I got familiar with the whole topic of eXtreme Programming a couple of years ago. You know, it's one of the hot topics now, and one tends to hear about hot topics. I've never really read anything "formal" on it, so I got curious when I god my hands on this book. It's written by one of the fathers (if not *the* father) of XP, so this is first-source information. What follows is my views on a few selected topics of XP, the way they are presented in this book:
  • Small releases - When you write code, getting feedback is very important. This feedback can come on several levels. On the lowest level, you check that any piece of code you write compiles and works correctly.

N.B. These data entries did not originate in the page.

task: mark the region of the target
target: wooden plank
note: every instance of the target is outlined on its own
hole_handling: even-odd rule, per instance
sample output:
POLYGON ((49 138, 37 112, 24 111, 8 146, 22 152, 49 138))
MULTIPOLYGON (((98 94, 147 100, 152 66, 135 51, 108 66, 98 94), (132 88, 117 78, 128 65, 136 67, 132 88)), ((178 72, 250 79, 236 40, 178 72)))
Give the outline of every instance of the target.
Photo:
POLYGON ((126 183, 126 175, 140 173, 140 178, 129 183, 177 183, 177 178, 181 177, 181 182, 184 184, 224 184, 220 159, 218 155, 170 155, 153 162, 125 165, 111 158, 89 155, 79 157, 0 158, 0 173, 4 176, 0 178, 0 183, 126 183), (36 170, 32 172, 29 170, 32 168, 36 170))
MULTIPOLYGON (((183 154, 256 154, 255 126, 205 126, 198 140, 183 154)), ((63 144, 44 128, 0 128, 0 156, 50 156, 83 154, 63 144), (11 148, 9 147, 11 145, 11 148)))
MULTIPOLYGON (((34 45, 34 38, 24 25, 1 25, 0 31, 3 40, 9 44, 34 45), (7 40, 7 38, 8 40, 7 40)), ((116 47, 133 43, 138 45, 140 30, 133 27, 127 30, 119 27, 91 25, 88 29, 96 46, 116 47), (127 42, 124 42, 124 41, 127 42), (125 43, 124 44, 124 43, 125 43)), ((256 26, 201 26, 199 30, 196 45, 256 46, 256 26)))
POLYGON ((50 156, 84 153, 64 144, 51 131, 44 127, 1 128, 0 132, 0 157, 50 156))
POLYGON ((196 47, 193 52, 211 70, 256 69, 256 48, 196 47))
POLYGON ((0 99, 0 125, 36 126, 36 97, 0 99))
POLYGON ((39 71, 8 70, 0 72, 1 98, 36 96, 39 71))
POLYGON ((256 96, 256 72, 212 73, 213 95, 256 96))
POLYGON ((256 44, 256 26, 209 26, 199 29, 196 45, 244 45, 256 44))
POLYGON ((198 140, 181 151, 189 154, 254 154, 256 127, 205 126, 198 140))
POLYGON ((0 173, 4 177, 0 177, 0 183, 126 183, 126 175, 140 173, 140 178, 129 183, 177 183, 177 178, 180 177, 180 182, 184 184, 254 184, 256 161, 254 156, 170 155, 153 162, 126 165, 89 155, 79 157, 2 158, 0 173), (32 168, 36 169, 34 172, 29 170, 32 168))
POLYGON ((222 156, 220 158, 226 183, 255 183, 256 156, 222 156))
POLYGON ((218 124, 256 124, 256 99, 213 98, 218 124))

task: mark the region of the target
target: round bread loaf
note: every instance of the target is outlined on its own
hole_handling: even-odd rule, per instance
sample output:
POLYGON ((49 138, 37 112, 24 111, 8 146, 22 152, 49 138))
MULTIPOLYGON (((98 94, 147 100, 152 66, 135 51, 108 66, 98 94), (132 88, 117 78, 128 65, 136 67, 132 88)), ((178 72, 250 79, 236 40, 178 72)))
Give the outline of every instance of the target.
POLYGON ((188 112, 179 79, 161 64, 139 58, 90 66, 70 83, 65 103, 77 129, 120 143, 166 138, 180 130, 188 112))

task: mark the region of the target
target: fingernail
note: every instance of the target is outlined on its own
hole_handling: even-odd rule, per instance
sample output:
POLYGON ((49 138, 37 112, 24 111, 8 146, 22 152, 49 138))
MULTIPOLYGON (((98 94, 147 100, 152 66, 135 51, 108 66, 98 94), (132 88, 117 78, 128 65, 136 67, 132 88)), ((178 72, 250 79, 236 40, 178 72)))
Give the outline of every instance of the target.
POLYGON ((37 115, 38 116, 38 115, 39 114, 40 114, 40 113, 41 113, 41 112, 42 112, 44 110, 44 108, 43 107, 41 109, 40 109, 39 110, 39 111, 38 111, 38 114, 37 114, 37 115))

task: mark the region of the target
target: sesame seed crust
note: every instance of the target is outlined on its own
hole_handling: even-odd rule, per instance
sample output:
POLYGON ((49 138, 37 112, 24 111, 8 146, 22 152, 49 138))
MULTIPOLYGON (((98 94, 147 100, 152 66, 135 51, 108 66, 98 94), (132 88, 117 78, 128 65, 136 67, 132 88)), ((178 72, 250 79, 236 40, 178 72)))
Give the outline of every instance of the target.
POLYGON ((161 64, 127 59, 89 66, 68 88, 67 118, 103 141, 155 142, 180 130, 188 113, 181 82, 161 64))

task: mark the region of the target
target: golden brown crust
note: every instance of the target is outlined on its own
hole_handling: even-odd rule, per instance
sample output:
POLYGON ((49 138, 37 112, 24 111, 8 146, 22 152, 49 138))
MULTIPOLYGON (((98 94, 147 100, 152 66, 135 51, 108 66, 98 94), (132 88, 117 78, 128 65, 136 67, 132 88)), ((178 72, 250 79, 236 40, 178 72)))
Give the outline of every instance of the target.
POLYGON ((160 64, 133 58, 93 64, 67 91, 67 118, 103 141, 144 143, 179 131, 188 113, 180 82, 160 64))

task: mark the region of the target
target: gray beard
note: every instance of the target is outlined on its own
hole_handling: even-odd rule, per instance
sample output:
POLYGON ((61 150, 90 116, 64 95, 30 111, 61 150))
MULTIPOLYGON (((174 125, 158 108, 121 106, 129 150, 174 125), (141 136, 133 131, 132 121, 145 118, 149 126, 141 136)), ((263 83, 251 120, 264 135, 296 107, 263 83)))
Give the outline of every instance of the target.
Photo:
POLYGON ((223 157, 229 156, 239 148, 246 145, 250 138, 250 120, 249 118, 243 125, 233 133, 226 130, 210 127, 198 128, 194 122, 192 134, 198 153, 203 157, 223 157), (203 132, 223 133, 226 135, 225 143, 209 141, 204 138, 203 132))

On the highest level, you want to get feedback from the customer to be sure that as a whole the system is functioning correctly. XP encourages "small releases" in order to receive such feedback as often as possible. It's a good idea, since feedback adds to confidence, and condifence adds to productivity (similarly to testing). It's not very simple to implement "Small releases" though. The customer is not always delighted to cease all work, re-install a newer release and combat its problems, so it doesn't always work.
  • Testing - I can't say enough good things about the habit to test a lot. It's a blessing, it makes programming much easier. I just wish that every piece of software was easy to test. How do you test graphical components, UIs, etc ? How do you test reports when their format changes often ? But wherever possible, testing should be embraced. I'm not sure one must write tests first, IMHO if one's disciplined enough, tests can be written after the code as well.

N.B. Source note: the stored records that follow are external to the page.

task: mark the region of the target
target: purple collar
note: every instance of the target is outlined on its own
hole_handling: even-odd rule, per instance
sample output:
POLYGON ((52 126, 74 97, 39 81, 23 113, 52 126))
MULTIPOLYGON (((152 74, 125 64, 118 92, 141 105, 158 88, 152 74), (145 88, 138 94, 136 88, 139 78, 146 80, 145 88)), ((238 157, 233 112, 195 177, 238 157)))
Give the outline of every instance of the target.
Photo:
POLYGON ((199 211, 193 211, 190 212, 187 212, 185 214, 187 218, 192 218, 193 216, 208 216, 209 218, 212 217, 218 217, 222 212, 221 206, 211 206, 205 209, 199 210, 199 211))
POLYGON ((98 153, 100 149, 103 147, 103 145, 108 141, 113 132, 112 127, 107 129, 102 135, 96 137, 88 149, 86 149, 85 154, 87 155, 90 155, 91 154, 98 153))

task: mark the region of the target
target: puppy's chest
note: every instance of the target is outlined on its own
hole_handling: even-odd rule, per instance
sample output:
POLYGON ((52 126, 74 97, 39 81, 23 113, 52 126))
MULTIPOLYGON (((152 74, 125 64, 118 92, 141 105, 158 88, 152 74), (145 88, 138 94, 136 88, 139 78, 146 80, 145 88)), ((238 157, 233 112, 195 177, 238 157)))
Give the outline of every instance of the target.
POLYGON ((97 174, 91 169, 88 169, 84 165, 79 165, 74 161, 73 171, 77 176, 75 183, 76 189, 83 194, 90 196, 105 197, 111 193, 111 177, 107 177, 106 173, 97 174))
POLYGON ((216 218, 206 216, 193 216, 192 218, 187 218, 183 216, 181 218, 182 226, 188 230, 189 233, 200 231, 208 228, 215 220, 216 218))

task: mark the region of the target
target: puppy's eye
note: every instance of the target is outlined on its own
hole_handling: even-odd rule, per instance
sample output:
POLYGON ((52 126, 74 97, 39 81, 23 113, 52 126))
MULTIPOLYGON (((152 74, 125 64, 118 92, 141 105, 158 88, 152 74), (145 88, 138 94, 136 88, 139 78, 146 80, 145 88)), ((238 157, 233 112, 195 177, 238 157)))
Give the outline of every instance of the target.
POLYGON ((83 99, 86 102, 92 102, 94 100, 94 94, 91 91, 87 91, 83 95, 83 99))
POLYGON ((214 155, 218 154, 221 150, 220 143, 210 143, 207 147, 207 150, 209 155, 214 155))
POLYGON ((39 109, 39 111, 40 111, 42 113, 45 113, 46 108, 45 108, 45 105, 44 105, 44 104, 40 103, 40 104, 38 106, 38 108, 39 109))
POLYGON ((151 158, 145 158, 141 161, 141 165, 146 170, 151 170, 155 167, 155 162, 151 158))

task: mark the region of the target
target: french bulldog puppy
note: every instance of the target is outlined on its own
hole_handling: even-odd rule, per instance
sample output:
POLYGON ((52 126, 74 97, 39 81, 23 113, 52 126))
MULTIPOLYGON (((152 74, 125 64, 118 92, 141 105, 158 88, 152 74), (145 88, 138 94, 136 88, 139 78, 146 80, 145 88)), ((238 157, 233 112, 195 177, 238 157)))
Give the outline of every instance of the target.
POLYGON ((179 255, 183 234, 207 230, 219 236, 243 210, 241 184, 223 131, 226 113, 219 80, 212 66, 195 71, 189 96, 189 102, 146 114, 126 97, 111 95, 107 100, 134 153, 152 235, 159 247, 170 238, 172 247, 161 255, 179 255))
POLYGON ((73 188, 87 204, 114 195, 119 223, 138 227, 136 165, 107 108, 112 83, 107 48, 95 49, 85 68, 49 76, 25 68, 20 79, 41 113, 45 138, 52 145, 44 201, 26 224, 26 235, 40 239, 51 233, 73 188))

  • Refactoring - I wrote a whole review about *the* Refactoring book (Fowler's), just just a quick one: Without a testing suite, refactoring is extremely dangerous. Paired with a good, thorough testing suite, refactoring is terrific.

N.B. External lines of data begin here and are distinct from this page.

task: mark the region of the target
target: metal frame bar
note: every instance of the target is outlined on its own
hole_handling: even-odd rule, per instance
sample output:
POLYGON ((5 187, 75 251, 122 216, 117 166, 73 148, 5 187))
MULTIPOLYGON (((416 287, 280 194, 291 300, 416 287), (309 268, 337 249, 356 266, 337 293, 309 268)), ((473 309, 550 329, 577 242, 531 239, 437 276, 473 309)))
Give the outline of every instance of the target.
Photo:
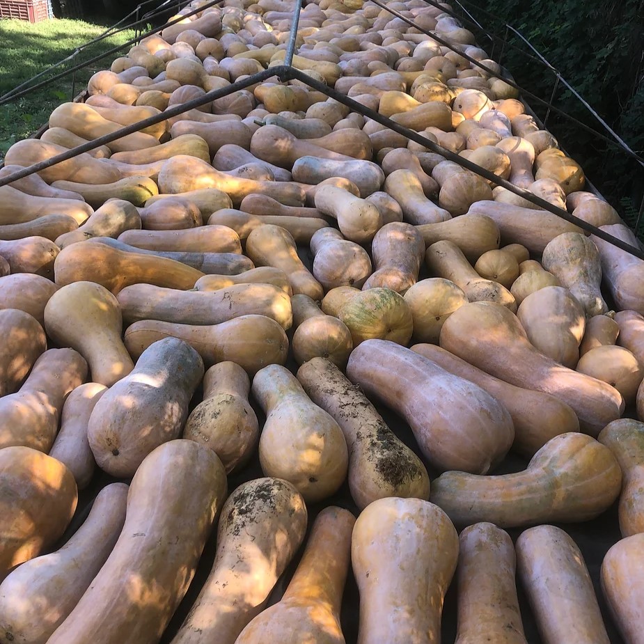
MULTIPOLYGON (((298 0, 298 13, 299 13, 299 12, 301 10, 301 3, 302 0, 298 0)), ((377 2, 376 3, 377 3, 377 2)), ((294 42, 297 38, 297 26, 298 20, 294 19, 293 24, 291 25, 290 36, 289 40, 290 45, 291 41, 293 42, 293 51, 294 51, 294 42)), ((239 90, 245 89, 246 88, 255 85, 257 83, 262 82, 269 78, 272 78, 274 77, 277 77, 281 81, 283 82, 288 82, 290 80, 299 80, 301 82, 304 83, 312 89, 321 92, 325 94, 329 98, 333 99, 334 100, 342 103, 343 105, 349 107, 350 110, 372 119, 372 120, 379 123, 382 125, 384 125, 389 129, 391 129, 393 132, 401 134, 406 139, 410 141, 414 141, 416 143, 423 146, 424 147, 431 150, 432 152, 441 155, 445 159, 457 164, 462 167, 464 167, 466 169, 473 172, 475 174, 482 177, 484 179, 487 179, 489 181, 494 182, 497 185, 500 185, 505 188, 510 192, 512 192, 515 194, 519 195, 519 196, 527 199, 528 201, 531 202, 535 205, 539 206, 543 210, 551 212, 552 214, 561 217, 567 221, 570 221, 571 223, 577 226, 582 230, 589 232, 599 237, 600 239, 604 239, 608 243, 612 244, 613 246, 620 249, 621 250, 625 251, 625 252, 644 260, 644 251, 643 251, 641 249, 625 243, 618 237, 615 237, 611 235, 608 235, 596 226, 594 226, 592 224, 590 224, 588 222, 583 221, 583 219, 580 219, 579 217, 575 217, 574 214, 569 213, 567 210, 563 210, 558 207, 557 206, 553 205, 549 201, 546 201, 544 199, 542 199, 540 197, 533 194, 533 193, 529 192, 527 190, 517 187, 510 182, 497 176, 494 173, 490 172, 487 168, 478 166, 476 164, 472 163, 467 159, 465 159, 459 155, 455 154, 449 150, 442 148, 437 143, 435 143, 430 141, 429 139, 423 136, 422 134, 420 134, 418 132, 409 129, 407 127, 404 127, 400 124, 395 123, 395 121, 392 120, 391 118, 383 116, 382 114, 375 111, 372 109, 370 109, 368 107, 366 107, 361 103, 359 103, 357 101, 355 101, 353 99, 350 98, 348 96, 340 93, 334 88, 329 87, 324 83, 320 83, 308 74, 304 74, 299 70, 295 69, 294 67, 292 67, 292 64, 269 67, 268 69, 264 70, 262 72, 258 72, 256 74, 253 74, 252 76, 248 77, 242 80, 236 81, 235 83, 231 84, 227 87, 208 92, 203 96, 198 97, 197 98, 187 101, 186 102, 181 104, 175 105, 173 107, 168 108, 165 111, 161 112, 159 114, 155 114, 152 116, 143 119, 142 120, 132 123, 132 125, 127 125, 125 127, 121 127, 116 132, 112 132, 111 134, 106 134, 105 136, 95 139, 93 141, 88 141, 86 143, 83 143, 81 146, 78 146, 76 148, 68 150, 62 154, 57 155, 54 157, 50 157, 49 159, 41 161, 36 164, 33 164, 33 165, 26 168, 23 168, 22 170, 19 170, 17 172, 9 175, 8 176, 0 178, 0 187, 10 184, 14 181, 17 180, 18 179, 22 179, 24 177, 33 174, 36 172, 45 170, 47 168, 49 168, 52 166, 56 165, 56 164, 63 161, 72 159, 74 157, 82 154, 83 152, 88 152, 91 150, 94 150, 100 146, 111 143, 112 141, 116 141, 118 139, 120 139, 122 136, 126 136, 127 134, 139 132, 144 127, 147 127, 149 125, 156 125, 157 123, 166 120, 168 118, 172 118, 173 116, 182 114, 184 112, 187 111, 189 109, 198 107, 217 98, 221 98, 224 96, 228 96, 234 92, 238 91, 239 90)))
MULTIPOLYGON (((186 13, 184 15, 180 16, 178 18, 176 18, 174 20, 171 20, 168 22, 166 22, 160 26, 155 27, 154 29, 150 29, 148 31, 145 32, 146 37, 148 36, 152 36, 155 33, 158 33, 159 31, 162 31, 166 27, 171 26, 173 24, 177 24, 180 22, 184 18, 189 17, 190 16, 195 15, 197 13, 199 13, 201 11, 203 11, 204 9, 210 8, 212 6, 214 6, 216 4, 219 4, 223 2, 223 0, 210 0, 207 4, 203 5, 203 6, 198 7, 196 9, 194 9, 192 11, 190 11, 189 13, 186 13)), ((143 20, 145 20, 147 22, 147 19, 141 19, 139 22, 141 22, 143 20)), ((133 24, 134 23, 132 23, 133 24)), ((130 29, 130 27, 127 27, 130 29)), ((11 94, 10 96, 7 96, 6 94, 4 96, 0 97, 0 105, 3 105, 5 103, 8 103, 10 101, 15 100, 17 98, 19 98, 21 96, 24 96, 26 94, 29 94, 30 92, 33 91, 36 89, 40 89, 41 87, 44 87, 45 85, 48 85, 49 83, 52 83, 54 81, 57 81, 59 79, 64 78, 65 76, 68 76, 72 72, 77 72, 79 70, 83 69, 83 68, 88 67, 91 65, 93 63, 96 63, 98 61, 101 61, 104 58, 107 58, 109 56, 111 56, 113 54, 116 54, 118 52, 120 51, 122 49, 126 47, 129 47, 131 45, 136 45, 138 40, 141 40, 141 37, 143 36, 143 33, 139 34, 138 36, 132 38, 132 40, 127 40, 125 42, 123 42, 123 45, 119 45, 117 47, 112 47, 111 49, 108 49, 103 54, 101 54, 98 56, 95 56, 93 58, 90 58, 88 61, 84 61, 82 63, 79 63, 78 65, 74 65, 74 67, 70 68, 68 70, 65 70, 64 72, 61 72, 60 74, 56 74, 55 76, 52 76, 51 78, 48 78, 45 81, 41 81, 40 83, 37 83, 36 85, 32 85, 31 87, 27 88, 26 89, 22 90, 19 92, 16 92, 15 93, 11 94)))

  • 40-Hour week. I'm a big believer in Parkinson's Law (work expands into the time limits assigned to it), so 40-hour weeks sound good. We should always take work not too hard... there are many *truly* important things in life, long work hours is not one of them. Naturally, spurts of overtime are sometimes necessary, so Beck puts it very accurately: a little overtime here and there is OK, but if your team is working overtime the second week in a row, it smells like trouble.
  • Pair programming - It's funny to note that I've experienced pair programming long before XP came to the headlines. Circa 1998, when I just learned to program (in C), a friend of mine (who also just learned to program...) and I got to write a text soccer simulation program. It's a few KLOCs, and we wrote it together - *real* pair programming. Sometimes I'm "at the wheel" an he's sitting by my side, throwing ideas and correcting small errors on the fly, sometimes he's "at the wheel", etc. It was really nice, and I think it proved itself, since it really had very few defects, and those were simple. Back to the book though...
  • I think that the image Beck presents in the book is an over-simplified perfection. I find it hard to believe that in a 1 million LOC project every programmer will know every part of the code because of pair programming - this is just too much code/complexity to keep in the brain. This is another point that questions the validity of all-pair-programming on very large projects. To Beck's defense, in chapter 25 he raises the point that XP doesn't work well with big teams. But small projects are simple anyway, people ARE looking for solutions for big teams/projects. On the other hand, one may argue that many of the best software projects we now use were developed by a small team of very skilled programmers. This is not the point though. Big projects often involve a large number of mostly mediocre programmers, and the "silver bullet" everyone is looking for is some way to make these big teams work to deliver good results.
In general, the book is written well and is quite easy to read. I felt that it slows down towards the end though. In many places, it seems that the author refers specifically to the XP team he took part in, rather than some arbitrary XP team in some arbitrary company. Especially in chapter 22, "Big boss" paragraph, which reads a little like an open letter to his boss trying to explain the team's attitude and performance during the project. Chapter 24, "Why XP is hard" is really "in place" though. It addresses some of the problems I raised above, and generally tries to answer some of the difficulties teams may encounter when starting to use XP (or converting an existing project to XP). To conclude, if you're interested in XP look it up the net, there are tons of information out there. If one of your friends has this book and you've got a few free evenings to kill, it's not bad. I wouldn't *buy* it specifically, however... for one who already knows a little about XP it won't bear much new information.